Mrs. Norenberg peered around her husband’s shoulder. “Oh, Bruno said you gave him the candy.” Her voice was high and reedy, as if played by an inept musician. “He would never lie about that.”
About what, then? Chaim wondered.
“I did not give anything to him. We never spoke of candy. Not asked, not answered. He must have found them sometime in the night.” Mama’s voice was stern as if talking to one of the children. “They are medicine, not sweets.”
Mrs. Norenberg looked confused. “But we were all sleeping in the night. Yes? And it was only now he said . . .” The reedy voice rose higher, and she didn’t make a statement as much as ask a question.
By then Gittel was standing at the door of her room, twisting her right braid but adding nothing to the argument.
Dr. Norenberg was furious. Whether at his wife or his son, Chaim couldn’t tell, but the dentist’s forehead was suddenly deep with l
ines, as if they’d been cut there by a knife. His right hand clenched into a fist.
“Bruno!!!” he thundered.
The boy came forward. His face was an odd mixture of defiance and fear.
“So, you have these things?”
“Why would I have them, Father?”
Chaim noticed that he didn’t ask what things.
“But you gave me one—” Mrs. Norenberg began, then shut up under her son’s withering glance.
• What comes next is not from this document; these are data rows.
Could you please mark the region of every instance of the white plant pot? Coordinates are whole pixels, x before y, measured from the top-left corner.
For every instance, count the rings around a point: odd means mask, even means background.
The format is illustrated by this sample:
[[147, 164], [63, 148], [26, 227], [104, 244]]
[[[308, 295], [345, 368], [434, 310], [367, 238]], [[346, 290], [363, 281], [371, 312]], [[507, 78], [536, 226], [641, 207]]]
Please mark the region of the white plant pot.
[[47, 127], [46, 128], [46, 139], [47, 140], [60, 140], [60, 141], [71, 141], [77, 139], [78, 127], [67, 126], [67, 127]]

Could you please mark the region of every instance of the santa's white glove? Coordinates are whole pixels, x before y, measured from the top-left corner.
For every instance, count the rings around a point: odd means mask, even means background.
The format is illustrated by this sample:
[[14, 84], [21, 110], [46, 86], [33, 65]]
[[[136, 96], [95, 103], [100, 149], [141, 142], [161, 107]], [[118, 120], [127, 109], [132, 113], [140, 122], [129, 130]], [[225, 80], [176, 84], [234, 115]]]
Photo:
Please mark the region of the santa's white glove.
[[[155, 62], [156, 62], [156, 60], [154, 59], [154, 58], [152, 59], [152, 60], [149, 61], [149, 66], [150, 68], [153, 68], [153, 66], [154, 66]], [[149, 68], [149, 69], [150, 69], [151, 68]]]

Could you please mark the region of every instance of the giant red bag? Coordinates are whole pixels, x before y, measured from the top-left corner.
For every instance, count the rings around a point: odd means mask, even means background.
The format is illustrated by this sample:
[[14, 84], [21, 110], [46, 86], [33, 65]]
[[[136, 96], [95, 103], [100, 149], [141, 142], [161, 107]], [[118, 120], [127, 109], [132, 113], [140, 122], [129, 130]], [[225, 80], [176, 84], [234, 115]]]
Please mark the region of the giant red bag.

Bruno turned back to his father. “I didn’t want to say this in front of Mother, and especially not in front of these . . . people . . . Father. But Mutti was moaning with hunger during the night, so I went into the kitchen to see if there was anything I could find there to stop her pain. And in one drawer was a bag of candies. Such a little bag. Surely, I thought, no one would miss such a small thing.”
“Ah, as they were for your mother, then you did a good deed, son,” said Dr. Norenberg. He spoke quietly, but the brow lines had not disappeared even as the voice softened. “So you didn’t steal, my son, you simply . . . took.”
Chaim thought, Just as you have taken my words, sir.
“I took for Mutti. For Mother,” Bruno added, nodding. “Only for her.”
Dr. Norenberg looked triumphantly at Chaim. “As you noted.”
Chaim refused to meet the dentist’s eyes and saw instead that Sophie had come into the hall, too. She looked stricken.
But Mama held out her hand. “I need that bag of candies now. They are my husband’s only medicine.”
Dr. Norenberg nodded and held out his hand to Bruno. “The bag of sweets. Schnell! Now!” His voice was still soft, but the steel was back. “Do not disappoint me, my son. I do not appreciate disappointments.” He turned to glare at Sophie, who muttered, “I’m sorry, Papa.”
He softened for a second. “Not your fault.” There was a pause. “This time.”
Sophie bowed her head.
Just seconds later, Bruno returned and deposited the bag of sweets into his father’s outstretched palm.